His words are said to have inspired the Southern states with the notion of secession from the Union in 1860-1861 - some 10 years after his death on March 31, 1850. It would be hard to understate his influence on the American republic during the first half of the 19th century.

In your letter, you said a picture of the chair appears in "The Heritage of Early American Houses." We believe there is a picture of a similar chair in the referenced book and that particular piece of furniture once belonged to John C. Calhoun. However, we have examined the photographs and have concluded that the chair in today's question is not likely to have been made until after Calhoun's death. We feel it is probably circa 1860 and, therefore, could not have belonged to the famous orator.
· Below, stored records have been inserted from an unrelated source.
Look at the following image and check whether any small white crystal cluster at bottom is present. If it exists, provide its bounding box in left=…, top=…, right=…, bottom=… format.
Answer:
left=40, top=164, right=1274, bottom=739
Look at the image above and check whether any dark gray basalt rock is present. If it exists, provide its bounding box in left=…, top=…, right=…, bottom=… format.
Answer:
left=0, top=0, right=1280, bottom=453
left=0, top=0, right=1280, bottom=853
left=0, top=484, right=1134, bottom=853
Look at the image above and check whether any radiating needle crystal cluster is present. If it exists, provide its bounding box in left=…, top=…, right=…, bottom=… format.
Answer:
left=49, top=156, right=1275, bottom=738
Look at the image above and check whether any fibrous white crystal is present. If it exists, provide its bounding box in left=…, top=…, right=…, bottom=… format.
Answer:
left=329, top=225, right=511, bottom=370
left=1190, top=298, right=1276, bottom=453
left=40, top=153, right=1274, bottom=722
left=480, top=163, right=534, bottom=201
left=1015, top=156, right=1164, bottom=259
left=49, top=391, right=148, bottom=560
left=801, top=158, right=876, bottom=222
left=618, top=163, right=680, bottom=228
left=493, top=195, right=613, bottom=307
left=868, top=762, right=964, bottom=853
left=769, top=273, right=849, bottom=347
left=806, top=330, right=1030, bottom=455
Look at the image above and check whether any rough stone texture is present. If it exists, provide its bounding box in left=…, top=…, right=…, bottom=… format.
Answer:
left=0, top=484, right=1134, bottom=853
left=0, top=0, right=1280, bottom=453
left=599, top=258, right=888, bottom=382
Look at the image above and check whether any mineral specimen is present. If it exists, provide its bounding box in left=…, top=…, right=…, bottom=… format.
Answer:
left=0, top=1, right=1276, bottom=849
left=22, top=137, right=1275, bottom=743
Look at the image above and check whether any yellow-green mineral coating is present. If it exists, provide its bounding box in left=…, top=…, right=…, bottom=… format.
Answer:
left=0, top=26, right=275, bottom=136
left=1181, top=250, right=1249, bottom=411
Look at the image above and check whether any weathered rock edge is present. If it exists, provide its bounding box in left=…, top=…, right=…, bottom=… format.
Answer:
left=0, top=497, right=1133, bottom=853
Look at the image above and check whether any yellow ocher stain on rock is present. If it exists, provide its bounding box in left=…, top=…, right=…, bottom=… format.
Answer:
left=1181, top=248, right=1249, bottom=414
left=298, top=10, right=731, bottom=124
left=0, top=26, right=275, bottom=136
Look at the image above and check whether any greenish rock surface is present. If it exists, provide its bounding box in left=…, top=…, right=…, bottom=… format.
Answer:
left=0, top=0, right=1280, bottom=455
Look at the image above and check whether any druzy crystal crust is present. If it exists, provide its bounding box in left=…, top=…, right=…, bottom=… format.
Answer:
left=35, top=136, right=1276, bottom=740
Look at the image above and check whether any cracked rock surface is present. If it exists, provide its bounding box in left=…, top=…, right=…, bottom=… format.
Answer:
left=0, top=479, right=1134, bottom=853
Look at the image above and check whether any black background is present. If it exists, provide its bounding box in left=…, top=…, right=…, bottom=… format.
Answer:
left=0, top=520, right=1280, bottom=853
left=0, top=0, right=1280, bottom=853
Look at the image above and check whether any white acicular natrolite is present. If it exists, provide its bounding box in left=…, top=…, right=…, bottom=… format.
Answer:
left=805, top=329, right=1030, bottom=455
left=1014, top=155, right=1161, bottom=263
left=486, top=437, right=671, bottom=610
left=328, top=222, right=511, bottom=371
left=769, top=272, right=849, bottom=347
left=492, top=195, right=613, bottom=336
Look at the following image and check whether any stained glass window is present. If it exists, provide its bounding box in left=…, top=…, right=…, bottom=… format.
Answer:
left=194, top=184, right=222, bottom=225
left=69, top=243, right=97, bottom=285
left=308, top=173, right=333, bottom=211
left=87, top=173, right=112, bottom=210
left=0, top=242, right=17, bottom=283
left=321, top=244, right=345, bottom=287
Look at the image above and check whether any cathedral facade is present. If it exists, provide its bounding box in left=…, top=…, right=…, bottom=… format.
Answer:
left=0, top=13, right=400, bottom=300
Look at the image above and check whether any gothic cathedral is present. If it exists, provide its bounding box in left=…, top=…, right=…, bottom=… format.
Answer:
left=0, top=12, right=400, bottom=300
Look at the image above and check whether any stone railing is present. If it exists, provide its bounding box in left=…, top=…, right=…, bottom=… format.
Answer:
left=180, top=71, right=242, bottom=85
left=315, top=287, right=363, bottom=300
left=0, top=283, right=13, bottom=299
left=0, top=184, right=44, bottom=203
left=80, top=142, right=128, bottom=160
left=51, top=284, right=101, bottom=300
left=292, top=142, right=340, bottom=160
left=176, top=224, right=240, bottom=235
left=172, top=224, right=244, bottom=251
Victorian furniture is divided into a number of substyles. There is, for example, the Renaissance revival (1860-1875), which was influenced by the Italian Renaissance and reinterpreted some Greek and Roman themes. Another Victorian substyle is Eastlake (1870-1900), named after Charles Lock Eastlake, an English architect who published "Hints on Household Taste in Furniture, Upholstery and Other Details" in 1868. This style tends to be rectilinear and dependent on geometric machine detailing.

Your chair, however, is in the rococo-revival substyle that started in the 1840s and persisted until around 1865. Based on French-rococo design of the mid-18th century, pieces in this style can be elaborate with cabriole (S-curved) legs and carvings of birds, flowers, fruit and human busts.

This chair, a tad restrained to have been made early in the rococo-revival era, is much more related to later items. It is probable that this piece was once part of a pair of chairs - a gentleman's and a lady's. This one with its straight arms is the gentleman's chair, while the lady's would have arms spread more widely apart to accommodate a woman's voluminous skirts.

The value of most Victorian furniture has plummeted over the past few years, and while the better pieces seem to be recovering just a bit, this walnut Victorian rococo-revival gentleman's chair still has only a modest value of between $450 and $600.